手にした【アサシンレイピア】が突然灰と化すように消失してしまう。
武器が壊れたんだ。
(再現度99%だったのに、マジか)
これはさすがに想定していなかった。
俺はとっさに魔法袋に手を突っ込むと【だまし忍幕】を取り出してそれを前に投げ入れる。
ドボーン!
目の前に巨大な魔法の煙幕が発生し、それが相手の攻撃を弾き返した。
「エルハルト! そんなことをしても一時しのぎにしかならないのですよ!」
もちろんそんなことは分かってる。
【だまし忍幕】の効果が切れたらその時点で俺の死は確定だ。
(そろそろ潮時だな)
一撃当てるのが難しい状況だったから相手のマナが枯渇するタイミングを待って反撃しようって考えていたんだが。

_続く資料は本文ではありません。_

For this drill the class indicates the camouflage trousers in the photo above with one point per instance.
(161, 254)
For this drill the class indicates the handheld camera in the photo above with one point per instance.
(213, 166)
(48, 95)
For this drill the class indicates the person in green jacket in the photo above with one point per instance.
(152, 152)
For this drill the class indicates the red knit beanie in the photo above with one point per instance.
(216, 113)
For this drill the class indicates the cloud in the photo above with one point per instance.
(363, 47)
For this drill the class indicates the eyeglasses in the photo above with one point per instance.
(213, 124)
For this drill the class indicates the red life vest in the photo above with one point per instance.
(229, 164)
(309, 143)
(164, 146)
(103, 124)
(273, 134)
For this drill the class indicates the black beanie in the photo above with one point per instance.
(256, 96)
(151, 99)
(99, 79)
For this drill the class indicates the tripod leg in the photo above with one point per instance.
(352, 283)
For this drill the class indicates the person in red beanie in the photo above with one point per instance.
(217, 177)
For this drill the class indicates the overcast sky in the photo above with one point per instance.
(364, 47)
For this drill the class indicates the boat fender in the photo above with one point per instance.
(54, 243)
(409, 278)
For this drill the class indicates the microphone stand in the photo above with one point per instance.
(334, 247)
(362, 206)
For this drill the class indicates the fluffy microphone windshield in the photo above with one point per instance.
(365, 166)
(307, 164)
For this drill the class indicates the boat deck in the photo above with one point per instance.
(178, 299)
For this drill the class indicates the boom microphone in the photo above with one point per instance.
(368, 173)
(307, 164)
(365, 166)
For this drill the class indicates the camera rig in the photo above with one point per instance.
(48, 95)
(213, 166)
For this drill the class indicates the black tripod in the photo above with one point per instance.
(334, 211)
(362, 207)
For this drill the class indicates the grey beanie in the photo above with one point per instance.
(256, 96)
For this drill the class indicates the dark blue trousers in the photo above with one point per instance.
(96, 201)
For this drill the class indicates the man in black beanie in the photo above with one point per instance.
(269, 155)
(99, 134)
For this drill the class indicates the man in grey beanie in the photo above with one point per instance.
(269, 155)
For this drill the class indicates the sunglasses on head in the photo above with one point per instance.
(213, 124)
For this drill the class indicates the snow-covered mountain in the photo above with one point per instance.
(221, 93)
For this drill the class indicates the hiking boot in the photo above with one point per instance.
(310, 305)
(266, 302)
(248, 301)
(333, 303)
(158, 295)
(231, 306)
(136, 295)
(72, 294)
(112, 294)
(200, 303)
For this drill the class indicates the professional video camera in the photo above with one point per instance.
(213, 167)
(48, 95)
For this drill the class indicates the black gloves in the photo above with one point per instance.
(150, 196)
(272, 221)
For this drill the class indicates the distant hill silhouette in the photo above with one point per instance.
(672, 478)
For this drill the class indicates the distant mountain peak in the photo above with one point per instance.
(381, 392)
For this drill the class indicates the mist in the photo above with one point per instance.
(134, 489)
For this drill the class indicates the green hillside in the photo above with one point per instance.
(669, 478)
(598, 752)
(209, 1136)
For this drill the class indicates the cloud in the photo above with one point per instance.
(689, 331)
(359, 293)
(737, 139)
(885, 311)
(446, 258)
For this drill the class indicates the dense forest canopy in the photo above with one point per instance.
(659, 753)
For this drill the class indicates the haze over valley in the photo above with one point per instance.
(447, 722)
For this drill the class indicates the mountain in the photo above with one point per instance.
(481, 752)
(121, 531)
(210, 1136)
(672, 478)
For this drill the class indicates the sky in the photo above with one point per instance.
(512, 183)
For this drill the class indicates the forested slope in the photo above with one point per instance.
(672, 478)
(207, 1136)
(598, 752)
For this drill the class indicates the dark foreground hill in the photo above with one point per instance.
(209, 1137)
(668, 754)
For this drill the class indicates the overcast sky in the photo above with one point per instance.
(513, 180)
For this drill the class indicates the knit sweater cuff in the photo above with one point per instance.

相手が本気で殺しにかかっている以上、こっちも余裕ぶっている状況ではなさそうだ。
(チノがどう出るか分からなかったから温存していたがもうその必要もなさそうだ)
上位魔法の上には最上位魔法も存在するんだが、そんなものを連続で放ったら膨大なマナに体をぶち壊されてしまう。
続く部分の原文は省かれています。